Copropriété forcée : Champ d'application


.
Copropriété-ejuris examine à cette page le champ d'application de la loi du 30 juin 1994. Nous reprenons les différents critères d'application de la loi, ainsi que les critères qui permettent à certaines copropriétés de déroger à l'organisation de la loi du 30 juin 1994, et cela en fonction de la nature de certains biens.
Pour approfondir le sujet et si vous souhaitez effectuer des recherches sur des propos plus précis, nous conseillons aux internautes de consulter le site www.ejuris.be
Cette dernière plateforme propose différentes banques de jurisprudence concernant plusieurs sujets en matière du droit des biens, notamment sur le droit de la copropriété et toute l'oganisation de la copropriété. Chaque banque de jurisprudence est précédée d’une chronique de synthèse traçant de manière détaillée toute l’évolution de la jurisprudence intervenue dans cette matière.
L'arborescence des banques de jurisprudence comprend une multitude de propos traités.

Champ d’application de loi du 30 juin 1994

La réforme

On rappelle que les nouvelles dispositions de la loi du 2 juin 2010, seront applicables à partir du 1er septembre 2010.
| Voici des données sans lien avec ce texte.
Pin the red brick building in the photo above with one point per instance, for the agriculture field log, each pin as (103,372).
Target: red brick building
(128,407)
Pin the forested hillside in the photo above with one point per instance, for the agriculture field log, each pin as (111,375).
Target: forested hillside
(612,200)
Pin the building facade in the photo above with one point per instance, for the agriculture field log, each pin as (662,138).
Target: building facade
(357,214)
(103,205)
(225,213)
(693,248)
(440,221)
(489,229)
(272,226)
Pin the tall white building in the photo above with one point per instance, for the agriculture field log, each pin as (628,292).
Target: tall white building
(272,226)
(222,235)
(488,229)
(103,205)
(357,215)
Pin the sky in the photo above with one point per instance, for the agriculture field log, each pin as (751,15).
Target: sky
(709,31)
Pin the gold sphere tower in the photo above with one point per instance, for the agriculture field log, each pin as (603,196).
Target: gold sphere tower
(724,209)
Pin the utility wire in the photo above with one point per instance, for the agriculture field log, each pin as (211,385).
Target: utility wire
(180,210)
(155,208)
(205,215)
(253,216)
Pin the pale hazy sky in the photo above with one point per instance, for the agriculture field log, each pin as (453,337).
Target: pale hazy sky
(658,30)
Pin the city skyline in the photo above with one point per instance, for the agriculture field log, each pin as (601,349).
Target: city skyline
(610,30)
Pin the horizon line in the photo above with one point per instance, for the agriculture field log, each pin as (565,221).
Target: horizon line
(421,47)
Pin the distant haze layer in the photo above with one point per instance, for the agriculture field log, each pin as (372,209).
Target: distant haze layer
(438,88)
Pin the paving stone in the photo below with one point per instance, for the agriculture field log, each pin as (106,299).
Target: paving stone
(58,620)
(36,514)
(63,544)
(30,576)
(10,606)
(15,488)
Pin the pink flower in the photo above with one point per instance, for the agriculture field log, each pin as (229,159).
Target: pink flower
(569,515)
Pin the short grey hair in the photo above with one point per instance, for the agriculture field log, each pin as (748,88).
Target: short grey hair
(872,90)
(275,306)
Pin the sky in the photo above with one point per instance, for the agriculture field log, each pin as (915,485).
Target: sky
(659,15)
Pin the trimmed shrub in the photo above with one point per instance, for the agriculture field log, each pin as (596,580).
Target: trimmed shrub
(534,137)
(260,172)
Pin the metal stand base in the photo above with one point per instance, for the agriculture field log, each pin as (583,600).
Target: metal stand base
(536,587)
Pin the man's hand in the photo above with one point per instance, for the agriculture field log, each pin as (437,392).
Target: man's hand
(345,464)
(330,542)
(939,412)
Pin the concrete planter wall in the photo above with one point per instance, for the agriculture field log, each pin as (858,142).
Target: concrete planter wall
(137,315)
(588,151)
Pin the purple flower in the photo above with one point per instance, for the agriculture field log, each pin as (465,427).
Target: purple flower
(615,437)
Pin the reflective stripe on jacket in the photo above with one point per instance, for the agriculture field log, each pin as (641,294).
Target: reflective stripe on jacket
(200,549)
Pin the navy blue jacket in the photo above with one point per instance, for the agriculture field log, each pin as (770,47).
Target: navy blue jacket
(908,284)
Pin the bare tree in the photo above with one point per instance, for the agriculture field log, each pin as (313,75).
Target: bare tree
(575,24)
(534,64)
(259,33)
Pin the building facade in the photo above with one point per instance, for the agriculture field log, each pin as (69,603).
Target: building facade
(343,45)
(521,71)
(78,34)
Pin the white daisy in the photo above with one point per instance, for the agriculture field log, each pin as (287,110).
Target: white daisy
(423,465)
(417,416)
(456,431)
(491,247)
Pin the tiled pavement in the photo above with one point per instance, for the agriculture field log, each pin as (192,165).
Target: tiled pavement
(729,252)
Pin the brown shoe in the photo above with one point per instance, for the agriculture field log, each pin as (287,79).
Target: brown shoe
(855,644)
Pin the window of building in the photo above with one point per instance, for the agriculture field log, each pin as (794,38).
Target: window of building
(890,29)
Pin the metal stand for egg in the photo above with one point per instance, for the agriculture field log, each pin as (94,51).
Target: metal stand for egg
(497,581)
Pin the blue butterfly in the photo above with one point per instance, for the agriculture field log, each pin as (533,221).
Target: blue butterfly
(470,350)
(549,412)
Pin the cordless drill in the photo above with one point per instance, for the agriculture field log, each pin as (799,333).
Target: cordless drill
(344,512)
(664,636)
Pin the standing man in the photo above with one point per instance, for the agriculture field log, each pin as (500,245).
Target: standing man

Nouvel Article 577-3. "Les principes relatifs à la copropriété forcée énoncés à l'article 577-2, § 9, et les règles de la présente section, sont applicables à tout immeuble ou groupe d'immeubles bâtis dont le droit propriété est réparti entre plusieurs personnes par lots comprenant chacun une partie privative et une quote-part dans des éléments immobiliers communs.

Immeubles bâtis

La proposition de loi votée à la chambre le 16 juillet 2009, prévoyait de supprimer le mot "bâtis" afin d'appliquer la loi aux parcs résidentiels comprenant des lots non bâtis. L'objectif était de permettre l'application de la loi à des lots non bâtis mais destinés à recevoir un immeuble bâti en copropriété.
Le dernier projet voté au Sénat et à la Chambre le 6 mai 2010, reprend toutefois le terme bâtis dans le champ d'application de la loi. Il faut toutefois constater que la jurisprudence avait toutefois assoupli sa position.

Ainsi, le juge de paix de Furnes estime que le simple fait que le propriétaire reste libre de ne pas effectuer la construction est sans incidence et conclut que le propriétaire doit en conséquence contribuer aux charges communes, la loi du 30 juin 1994 s’appliquant alors même que son lot ne comprend qu’une partie privative « susceptible d’être construite » et une quote-part dans les parties communes.

Jugé que l’association des copropriétaires d’un parc résidentiel, dans lequel certaines parcelles ne sont pas bâties, dispose de la personnalité juridique dès qu’elle répond aux conditions de l’article 577-5 du Code civil. Une partie privative doit être considérée comme bâtie si elle va l’être ou est susceptible de l’être. Les difficultés d’ordre juridique ou urbanistique survenues postérieurement à la création du parc, avec pour conséquence que certaines parcelles ne sont pas bâties rapidement ou ne le seront jamais ne peuvent conduire à soumettre le parc résidentiel à un régime juridique différents, à géométrie variable (RCDI 2010/1, p. 48).Tribunal de 1ère Instance de Dinant (2ème ch.), Jugement du 28 octobre 2009

Champ d'application

Les dispositions de l’article 577-2, §1 à §8 du code civil s’appliquent à la copropriété ordinaire, par contre, la copropriété forcée est régie par les dispositions des articles 577-2§9, 577-3 à 577-14 du Code civil.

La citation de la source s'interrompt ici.